The semantic field of reversion and inversion recurs so extensively in Barbary captivity studies that it almost became a trope worth studying in itself. The captivity narrative and the scholarship it generated have followed the Orientalist tradition in constructing Barbary as a distorted mirror, offering a reflection and reversion of the democratically inclined Early American Republic. In the present essay, I have shifted the focus from Barbary’s Otherness to its Sameness, casting it as space of surprising recognition and confusion. Parallel to a vocabulary of opposition, entering the space of Barbary animates a destabilizing language of identification with Otherness that translates into Martin’s oscillations, Tyler’s ambiguous phrasings, and above all, the semantics of stupor and wonder that emerge from the debris of fallen prejudice. Even when approaching it in chains, Algiers “appears beautiful at a distance.”

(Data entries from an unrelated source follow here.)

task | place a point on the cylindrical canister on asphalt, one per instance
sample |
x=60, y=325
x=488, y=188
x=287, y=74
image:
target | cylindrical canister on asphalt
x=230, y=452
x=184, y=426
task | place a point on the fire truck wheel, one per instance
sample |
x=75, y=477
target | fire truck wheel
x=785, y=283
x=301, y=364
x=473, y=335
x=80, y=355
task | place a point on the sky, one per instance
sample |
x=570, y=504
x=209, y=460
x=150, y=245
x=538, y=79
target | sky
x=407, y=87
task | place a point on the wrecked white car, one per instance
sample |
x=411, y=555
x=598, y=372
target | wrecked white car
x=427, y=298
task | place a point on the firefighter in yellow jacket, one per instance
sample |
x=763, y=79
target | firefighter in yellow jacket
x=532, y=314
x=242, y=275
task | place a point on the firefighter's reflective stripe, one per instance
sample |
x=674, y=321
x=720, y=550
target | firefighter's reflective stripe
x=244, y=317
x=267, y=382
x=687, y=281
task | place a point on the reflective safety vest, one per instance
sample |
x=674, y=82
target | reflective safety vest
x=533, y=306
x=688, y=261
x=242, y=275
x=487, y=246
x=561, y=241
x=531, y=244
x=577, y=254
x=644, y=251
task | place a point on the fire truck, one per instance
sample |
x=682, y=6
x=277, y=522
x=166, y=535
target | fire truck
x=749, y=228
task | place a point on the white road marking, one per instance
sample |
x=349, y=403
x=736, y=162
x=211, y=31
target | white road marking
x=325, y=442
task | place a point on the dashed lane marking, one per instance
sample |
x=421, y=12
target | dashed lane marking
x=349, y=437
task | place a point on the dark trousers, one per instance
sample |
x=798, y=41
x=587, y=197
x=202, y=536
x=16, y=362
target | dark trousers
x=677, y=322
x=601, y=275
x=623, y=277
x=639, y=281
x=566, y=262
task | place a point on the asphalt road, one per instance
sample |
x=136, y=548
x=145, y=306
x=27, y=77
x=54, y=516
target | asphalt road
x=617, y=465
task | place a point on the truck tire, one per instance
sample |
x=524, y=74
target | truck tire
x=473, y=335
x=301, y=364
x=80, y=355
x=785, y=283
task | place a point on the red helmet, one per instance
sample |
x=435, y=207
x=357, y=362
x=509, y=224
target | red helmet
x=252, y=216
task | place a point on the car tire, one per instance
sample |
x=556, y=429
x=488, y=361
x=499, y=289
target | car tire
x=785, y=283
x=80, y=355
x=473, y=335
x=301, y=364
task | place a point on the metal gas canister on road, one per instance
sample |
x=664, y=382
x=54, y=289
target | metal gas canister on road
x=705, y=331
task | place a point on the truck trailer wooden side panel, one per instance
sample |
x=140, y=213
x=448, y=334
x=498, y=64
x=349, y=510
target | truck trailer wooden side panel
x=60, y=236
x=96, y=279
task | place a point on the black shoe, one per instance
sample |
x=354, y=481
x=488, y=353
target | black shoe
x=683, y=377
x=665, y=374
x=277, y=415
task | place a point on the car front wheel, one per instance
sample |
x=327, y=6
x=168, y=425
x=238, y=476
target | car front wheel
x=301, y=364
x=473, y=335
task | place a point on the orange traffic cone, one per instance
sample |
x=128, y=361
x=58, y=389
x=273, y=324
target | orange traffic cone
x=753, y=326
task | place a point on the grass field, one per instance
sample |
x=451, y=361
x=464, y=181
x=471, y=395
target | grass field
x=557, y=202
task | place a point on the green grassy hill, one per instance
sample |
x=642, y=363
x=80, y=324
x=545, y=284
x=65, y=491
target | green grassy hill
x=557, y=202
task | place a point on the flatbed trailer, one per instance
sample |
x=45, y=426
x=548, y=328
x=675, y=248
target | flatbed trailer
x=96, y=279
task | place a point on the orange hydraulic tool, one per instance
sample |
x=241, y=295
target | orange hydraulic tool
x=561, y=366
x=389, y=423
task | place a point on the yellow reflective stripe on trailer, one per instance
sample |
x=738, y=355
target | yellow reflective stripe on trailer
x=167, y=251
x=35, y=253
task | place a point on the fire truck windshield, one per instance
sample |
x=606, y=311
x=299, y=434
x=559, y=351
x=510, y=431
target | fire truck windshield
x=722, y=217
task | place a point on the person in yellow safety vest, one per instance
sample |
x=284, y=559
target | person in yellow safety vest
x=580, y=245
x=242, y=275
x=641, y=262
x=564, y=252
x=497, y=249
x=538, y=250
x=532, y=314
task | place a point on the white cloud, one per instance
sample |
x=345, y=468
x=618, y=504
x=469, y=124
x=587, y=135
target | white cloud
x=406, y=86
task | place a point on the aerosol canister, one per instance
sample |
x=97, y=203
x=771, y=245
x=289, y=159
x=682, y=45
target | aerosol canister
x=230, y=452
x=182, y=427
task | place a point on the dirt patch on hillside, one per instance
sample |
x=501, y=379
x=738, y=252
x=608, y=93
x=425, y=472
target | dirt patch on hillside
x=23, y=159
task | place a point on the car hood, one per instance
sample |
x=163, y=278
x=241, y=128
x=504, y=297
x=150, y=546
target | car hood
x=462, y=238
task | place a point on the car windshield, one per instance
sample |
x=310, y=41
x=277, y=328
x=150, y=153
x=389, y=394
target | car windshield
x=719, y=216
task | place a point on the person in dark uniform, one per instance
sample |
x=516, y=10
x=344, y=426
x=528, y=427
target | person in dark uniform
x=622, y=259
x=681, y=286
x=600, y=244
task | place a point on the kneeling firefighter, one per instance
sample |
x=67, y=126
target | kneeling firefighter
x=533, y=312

 In the seventeenth and eighteenth centuries, privateers from the independent kingdom of Morocco and the Ottoman-affiliated territories of Tunis, Tripoli, and Algiers attacked European and North American trader ships and harvested captives. John Blasingame estimated that between five hundred thousand and one million white slaves were held in North Africa (in Baepler 219). The United States fought two ‘Barbary Wars’ over captives and the right to sail undisturbed, one with Tripoli in 1801–1805 and one with Algiers in 1815–1816. While some of the captives were returned to their home countries after costly negotiations, other decided to “cross over” (Colley 173), convert to Islam and remain with their captors.
 On tropes of reflection and reversion, see, for example, Berman 14-16 or Brandt 162-163.
 See also Brandt 163 and Larkin 501. Cf. Berman 4.
 In 2000, Colley lamented the scarcity of studies on renegades: “no historian has explored captives and renegades from these societies as a means of investigating issues of identity and imperial vulnerability” (173). On Barbary renegades see also Sayre, “Renegades from Barbary” and Edwards, “Disorienting Captivity.”
 On Algiers “as a space of racial and cultural ambiguity” (168) see also Brandt 162, 165 and 168.
 Cf. Bouânani, “Propaganda for Empire,” esp. 401.